Regardless, the portrayal of the “madwoman” in film is harmful on multiple levels. It stigmatizes female mental illness, portraying mentally ill women as highly unstable and sexually promiscuous. It enforces gender roles by positing any “unfeminine” activity as the product of illness, and lumps all symptoms of mental illness into one ambiguous “madness.” In the end, it seems to matter little whether the character is bipolar, manic-depressive, or suffering from split-personality disorder. No matter the diagnosis, or lack thereof, she is unhinged, irrational, and sexual. Perhaps it’s time we stop rewarding these troubling portrayals of female mental illness with the highest accolades the Academy has to offer, and instead evaluate these “madwomen” narratives for their reflections of gender bias and stigmatization of mental illness.

One thought on “Uncovering the Mad Woman

  1. I plan to write my undergraduate thesis on the sexualization of women with mental illness and when looking for sources I came across this article.
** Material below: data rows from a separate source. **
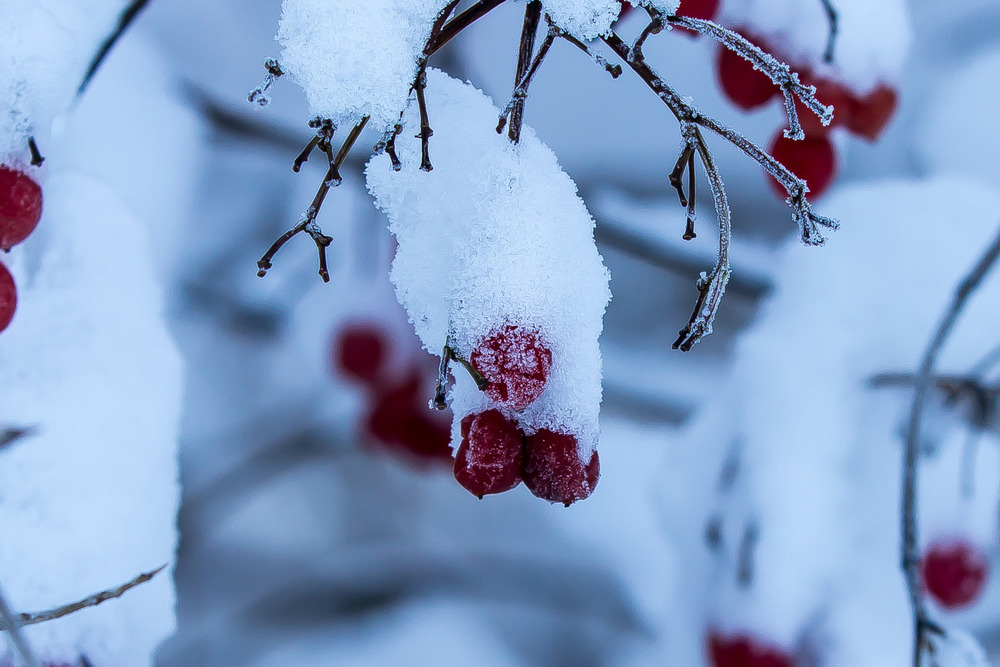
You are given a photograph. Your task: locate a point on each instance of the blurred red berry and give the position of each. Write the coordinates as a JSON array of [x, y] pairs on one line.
[[697, 9], [553, 469], [400, 420], [490, 457], [954, 572], [743, 650], [813, 159], [516, 363], [20, 206], [359, 351], [744, 86], [868, 116], [8, 297]]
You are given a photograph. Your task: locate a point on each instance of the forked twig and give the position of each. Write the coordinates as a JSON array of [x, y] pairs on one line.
[[910, 560]]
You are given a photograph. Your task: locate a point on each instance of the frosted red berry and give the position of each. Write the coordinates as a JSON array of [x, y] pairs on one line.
[[8, 297], [554, 471], [954, 572], [399, 420], [744, 86], [745, 650], [490, 457], [359, 352], [20, 206], [813, 159], [868, 116], [516, 363]]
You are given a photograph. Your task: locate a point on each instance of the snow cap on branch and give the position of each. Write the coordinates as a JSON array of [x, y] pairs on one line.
[[871, 43], [45, 49], [355, 59], [496, 234]]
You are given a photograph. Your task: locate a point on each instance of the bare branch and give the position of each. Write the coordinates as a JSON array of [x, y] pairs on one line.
[[258, 95], [89, 601], [308, 221], [910, 560]]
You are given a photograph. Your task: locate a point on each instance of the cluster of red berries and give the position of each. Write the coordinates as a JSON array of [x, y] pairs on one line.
[[397, 416], [954, 572], [814, 159], [20, 210], [495, 455], [744, 650]]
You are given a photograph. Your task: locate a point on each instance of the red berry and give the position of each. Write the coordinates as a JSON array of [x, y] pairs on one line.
[[954, 573], [399, 419], [8, 297], [553, 469], [744, 650], [20, 206], [697, 9], [744, 86], [869, 115], [812, 159], [490, 456], [359, 351], [516, 363]]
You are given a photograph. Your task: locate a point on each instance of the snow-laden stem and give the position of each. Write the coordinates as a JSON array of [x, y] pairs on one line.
[[711, 288], [532, 16], [910, 560], [89, 601], [308, 222], [12, 626], [808, 221]]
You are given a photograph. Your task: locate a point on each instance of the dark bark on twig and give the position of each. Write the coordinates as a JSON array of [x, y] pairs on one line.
[[89, 601], [532, 17], [12, 626], [910, 546], [831, 40], [130, 14], [308, 222]]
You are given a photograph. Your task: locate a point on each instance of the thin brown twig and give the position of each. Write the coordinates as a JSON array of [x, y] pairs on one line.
[[910, 557], [308, 222], [89, 601]]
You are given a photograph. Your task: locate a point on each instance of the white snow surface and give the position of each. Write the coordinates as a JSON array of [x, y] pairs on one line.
[[45, 49], [496, 234], [819, 449], [872, 40], [584, 19], [90, 501], [355, 59]]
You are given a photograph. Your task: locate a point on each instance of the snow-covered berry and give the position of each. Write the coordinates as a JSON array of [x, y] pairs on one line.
[[490, 457], [8, 297], [554, 471], [20, 206], [745, 650], [516, 362], [954, 572]]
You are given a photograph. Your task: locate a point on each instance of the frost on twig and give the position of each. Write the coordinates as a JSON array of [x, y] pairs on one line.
[[33, 618], [923, 627]]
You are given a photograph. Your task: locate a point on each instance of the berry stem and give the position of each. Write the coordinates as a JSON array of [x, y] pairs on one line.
[[910, 556]]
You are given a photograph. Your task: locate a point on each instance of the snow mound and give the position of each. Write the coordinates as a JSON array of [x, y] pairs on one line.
[[90, 501], [496, 235]]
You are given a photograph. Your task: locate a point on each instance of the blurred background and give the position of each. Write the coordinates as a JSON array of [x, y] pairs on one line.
[[307, 540]]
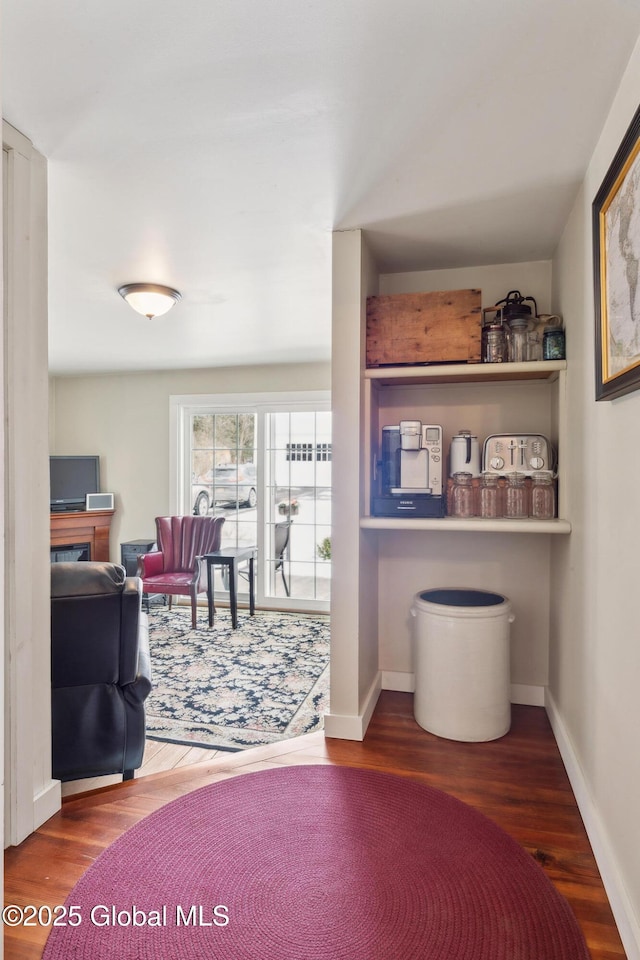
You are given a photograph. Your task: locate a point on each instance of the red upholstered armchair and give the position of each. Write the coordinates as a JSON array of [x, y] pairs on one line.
[[175, 568]]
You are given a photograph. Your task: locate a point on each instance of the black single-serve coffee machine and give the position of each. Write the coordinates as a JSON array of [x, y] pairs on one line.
[[408, 479]]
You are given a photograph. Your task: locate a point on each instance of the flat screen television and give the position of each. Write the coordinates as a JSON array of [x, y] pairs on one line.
[[71, 479]]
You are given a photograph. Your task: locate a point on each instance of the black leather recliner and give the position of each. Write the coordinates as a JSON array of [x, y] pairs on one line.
[[100, 670]]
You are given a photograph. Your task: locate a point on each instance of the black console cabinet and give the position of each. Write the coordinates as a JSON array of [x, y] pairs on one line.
[[131, 550], [129, 553]]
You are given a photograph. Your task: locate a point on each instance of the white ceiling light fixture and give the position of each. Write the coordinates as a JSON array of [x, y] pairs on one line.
[[149, 299]]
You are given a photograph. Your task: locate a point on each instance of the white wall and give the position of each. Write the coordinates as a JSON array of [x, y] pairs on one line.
[[515, 565], [595, 648], [125, 419], [31, 794], [354, 658]]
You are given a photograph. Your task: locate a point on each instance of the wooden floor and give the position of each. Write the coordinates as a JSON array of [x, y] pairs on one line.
[[518, 781]]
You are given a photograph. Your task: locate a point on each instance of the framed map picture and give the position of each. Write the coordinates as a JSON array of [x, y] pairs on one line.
[[616, 246]]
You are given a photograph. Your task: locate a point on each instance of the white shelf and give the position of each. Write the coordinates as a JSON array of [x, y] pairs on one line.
[[472, 525], [466, 372]]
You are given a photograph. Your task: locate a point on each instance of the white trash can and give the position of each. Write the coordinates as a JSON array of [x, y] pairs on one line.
[[462, 663]]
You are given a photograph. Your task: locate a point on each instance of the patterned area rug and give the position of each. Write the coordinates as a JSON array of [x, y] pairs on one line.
[[232, 689]]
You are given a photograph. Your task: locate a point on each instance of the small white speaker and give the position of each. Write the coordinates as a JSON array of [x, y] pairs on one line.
[[99, 501]]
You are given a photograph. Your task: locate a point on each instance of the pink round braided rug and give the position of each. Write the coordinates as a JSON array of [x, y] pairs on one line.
[[316, 863]]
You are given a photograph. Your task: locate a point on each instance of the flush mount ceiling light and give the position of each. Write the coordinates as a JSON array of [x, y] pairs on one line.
[[149, 299]]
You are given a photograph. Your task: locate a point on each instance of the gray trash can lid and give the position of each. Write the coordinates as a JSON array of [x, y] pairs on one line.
[[462, 598]]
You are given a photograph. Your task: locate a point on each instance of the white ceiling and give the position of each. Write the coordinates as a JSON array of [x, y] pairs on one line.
[[213, 145]]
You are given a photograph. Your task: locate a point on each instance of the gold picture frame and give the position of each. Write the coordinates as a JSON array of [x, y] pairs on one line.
[[616, 263]]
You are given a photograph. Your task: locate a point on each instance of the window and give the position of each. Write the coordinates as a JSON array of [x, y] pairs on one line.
[[264, 463]]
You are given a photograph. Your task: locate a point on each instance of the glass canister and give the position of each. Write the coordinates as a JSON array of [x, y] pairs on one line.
[[494, 343], [489, 496], [543, 496], [534, 345], [463, 495], [515, 497], [517, 340]]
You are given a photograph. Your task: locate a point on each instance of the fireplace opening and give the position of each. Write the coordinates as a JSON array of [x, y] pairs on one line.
[[71, 552]]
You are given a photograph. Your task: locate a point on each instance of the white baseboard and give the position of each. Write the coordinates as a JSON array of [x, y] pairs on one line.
[[345, 727], [528, 694], [46, 802], [623, 912]]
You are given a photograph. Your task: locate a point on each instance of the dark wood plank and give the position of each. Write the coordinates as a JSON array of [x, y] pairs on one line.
[[519, 782]]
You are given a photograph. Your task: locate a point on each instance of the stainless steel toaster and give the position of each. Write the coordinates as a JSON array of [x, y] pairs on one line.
[[526, 453]]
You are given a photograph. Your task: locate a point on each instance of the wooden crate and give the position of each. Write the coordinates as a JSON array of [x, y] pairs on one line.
[[410, 328]]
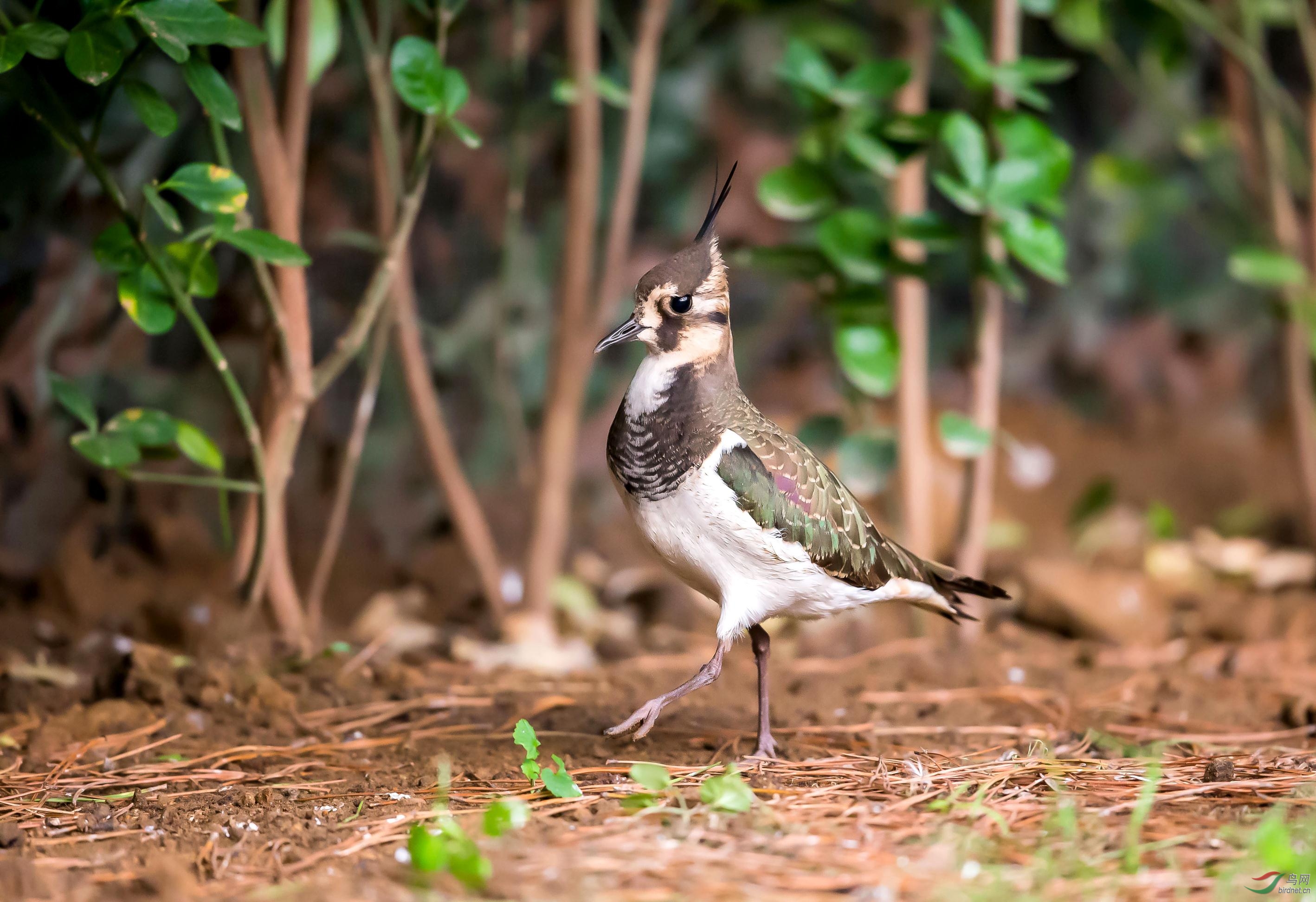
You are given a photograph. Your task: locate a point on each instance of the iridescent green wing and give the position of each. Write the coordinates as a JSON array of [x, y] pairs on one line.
[[783, 486]]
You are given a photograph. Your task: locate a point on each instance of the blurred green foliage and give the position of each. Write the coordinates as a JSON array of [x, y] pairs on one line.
[[1122, 182]]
Thank you for writing this, it creates a conversation about entertainment media that I had not thought of before.
    I had posted online about my diagnosis as a woman with Borderline Personality Disorder, trying to raise awareness with my own experiences, and I was immediately met with men in my personal messages telling me that sex with me would be hot and messy because I had a type of “brain rot”. It was so shocking but so eye-opening at the same time to know that the thing that has plagued my life in the worst ways, was sexualized and sought-after.